Etwas weiter südlich stand eine weitere Thronhalle, die zunächst „Mangkhala Phisek Halle“ (Thai: พระที่นั่ง มังคลาภิเษก) genannt wurde. Sie wurde wahrscheinlich vom Nachfolger Boromtrailokanats erbaut. Hier empfing König Naresuan den regierenden Prinzen von Chiang Mai, der sich entschlossen hattte, dem Königreich Tributzahlungen zu leisten. In der Regierungszeit von König Prasat Thong brannte sie und weitere 110 Gebäude im Palastbezirk jedoch nach einem Blitzschlag komplett ab. Der König ließ sie später wieder aufbauen, nannte sie dann aber „Viharn Somdet Prasat Halle“ (Thai: พระที่นั่ง วิหารสมเด็จ มหาปราสาท). Sie war mit Goldplatten verkleidet, deshalb wurde dieser Bau im Volksmund Goldener Palast genannt. Prasat Thong erweiterte den Palast, und umgab das gesamte Areal inklusive Wat Phra Si Sanphet mit einer hohen Mauer. Er ließ weitere Thronhallen bauen, wie z. B. die Suriyart Amarin Halle. In der südöstlichen Ecke das Palastes ließ er den „Chakrawat Phaichayon Halle“ (Thai: พระที่นั่ง จักรวรรด่์ ไพชยนต์) bauen, um von hier Prozessionen und Paraden zu verfolgen, die auf dem Sanam Chai stattfanden. Der Sanam Chai (Thai: สนามชัย - Haupt-Platz, heutiges Pendant in Bangkok etwa: Sanam Luang) gehörte zum „Äußeren Bereich“ des Palastes.
König Narai ließ 1887 im Westen des „Inneren Bereichs“ auf einer kleinen Insel in einem künstlichen Fischteich, dem „Ang Kaeo“ (Thai: อ่างแก้ว), den „Banyong Rattanat Pavillon“ (Thai: พระที่นั่ง บรรยงก์รัตนาสน์) errichten.
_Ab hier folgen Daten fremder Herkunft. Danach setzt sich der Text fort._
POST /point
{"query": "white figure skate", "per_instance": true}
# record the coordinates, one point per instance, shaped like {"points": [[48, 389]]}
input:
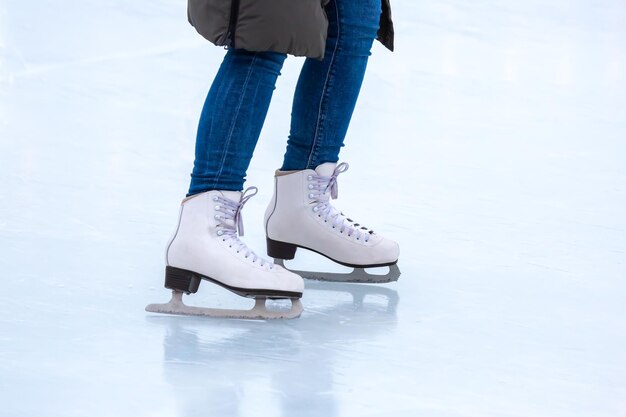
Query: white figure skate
{"points": [[206, 245], [301, 215]]}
Im Jahr 1767 wurde der Alte Palast von den Birmanen zusammen mit vielen anderen Bauwerken nach der Einnahme von Ayutthaya zerstört. Eines der wenigen Gebäude, die heute vollständig zu sehen sind, ist der Trimuk-Pavillon (Thai: พระที่นั่ง ตรีมุข), zu dem zwar keine historischen Belege existieren, dessen Fundament aber in der Regierungszeit von König Chulalongkorn (Rama V.) 1907 entdeckt wurden. Zu seinem Besuch 1908 ließ der König auf diesen Fundamenten einen neuen Pavillon errichten. Hier hielten mehrere Könige, auch der jetzt regierende Bhumibol Adulyadej (Rama IX.), Zeremonien zu Ehren der Herrscher des alten Ayutthaya ab.
König Phetracha residierte im Wang Luang zwischen 1688 und 1702, dazu ließ er den unter König Narai begonnene Banyong Rattanat-Bau vollenden.
Der Palast hatte insgesamt acht Forts entlang der Mauer, die 21 Eingangstore besass, davon zwei direkt am Ufer des Lopburi. Er konnte in seiner letzten Ausbauphase eingeteilt werden in die folgenden Gebiete:
Heute ist der Trimuk-Pavillon zu sehen, der ein Holzbauwerk auf einem Ziegelfundament darstellt.